2. 1*1 convolution learning channel attention information

Note, this part is the key! Note, this part is the key! Note, this part is the key!

First of all, recall that when using the FC fully connected layer, the input channel feature map is processed globally for learning;

If 1*1 convolution is used, only the information between local channels can be learned;

Then the question comes, if the input channel feature map has a relatively large size, that is, a 1*1*C feature map, it has a large number of channels; is it appropriate to use a small convolution kernel to perform a 1*1 convolution operation? ?

It is obviously not suitable, and a larger convolution kernel should be used to capture more information between channels.

Similarly, if the input channel feature map is relatively small in size, it is not appropriate to use a large convolution kernel to perform a 1*1 convolution operation.

When performing convolution operations, the size of its convolution kernel will affect the receptive field; in order to solve different input feature maps and extract features of different ranges, ECA uses a dynamic convolution kernel to do 1*1 convolution , to learn the importance among different channels.

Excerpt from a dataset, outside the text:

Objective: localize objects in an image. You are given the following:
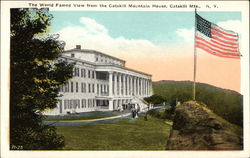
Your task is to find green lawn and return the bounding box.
[44,115,117,121]
[56,117,172,150]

The dynamic convolution kernel means that the size of the convolution kernel adapts to changes through a function;

In the layer with a large number of channels, use a larger convolution kernel to perform 1*1 convolution, so that more cross-channel interactions can be performed;
In the layer with a small number of channels, use a smaller convolution kernel to do 1*1 convolution, so that there is less cross-channel interaction;
Convolution and adaptation functions, defined as follows:

Where k represents the size of the convolution kernel; C represents the number of channels; | |odd represents that k can only take an odd number; \gamma and b represent that they are set to 2 and 1 in the paper, which are used to change the number of channels C and the size of the convolution kernel and between proportion.

3. Code implementation

ECA channel attention module, the code based on the pytorch version is as follows:

class ECABlock(nn.Module):
def __init__(self, channels, gamma = 2, b = 1):
super(ECABlock, self).__init__()

# 设计自适应卷积核,便于后续做1*1卷积
kernel_size = int(abs((math.log(channels, 2) + b) / gamma))
kernel_size = kernel_size if kernel_size % 2 else kernel_size + 1

# 全局平局池化
self.avg_pool = nn.AdaptiveAvgPool2d(1)

# 基于1*1卷积学习通道之间的信息
self.conv = nn.Conv1d(1, 1, kernel_size = kernel_size, padding = (kernel_size – 1) // 2, bias = False)

# 激活函数
self.sigmoid = nn.Sigmoid()

def forward(self, x):
# 首先,空间维度做全局平局池化,[b,c,h,w]==>[b,c,1,1]
v = self.avg_pool(x)

# 然后,基于1*1卷积学习通道之间的信息;其中,使用前面设计的自适应卷积核
v = self.conv(v.squeeze(-1).transpose(-1, -2)).transpose(-1, -2).unsqueeze(-1)

# 最终,经过sigmoid 激活函数处理
v = self.sigmoid(v)
return x * v

4. ECA is applied in the model

The ECA module can be used in the CV model, which can effectively extract the model accuracy; it is plug-and-play, and its usage is similar to that of the SE model.

Application example 1:

In the backbone network (Backbone), ECA modules are added to enhance channel characteristics and improve model performance;

Application example 2:

At the end of the backbone network (Backbone), the ECA model is added to enhance the overall channel characteristics and improve model performance;

Application example 3:

In the multi-scale feature branch, the ECA module is added to strengthen channel features and improve model performance.

Overall evaluation: ECA is very similar to SE. It just changes the FC fully connected layer to 1*1 convolution when learning channel attention information; there are fewer parameters, but the model improvement effect is not necessarily as good as the SE module.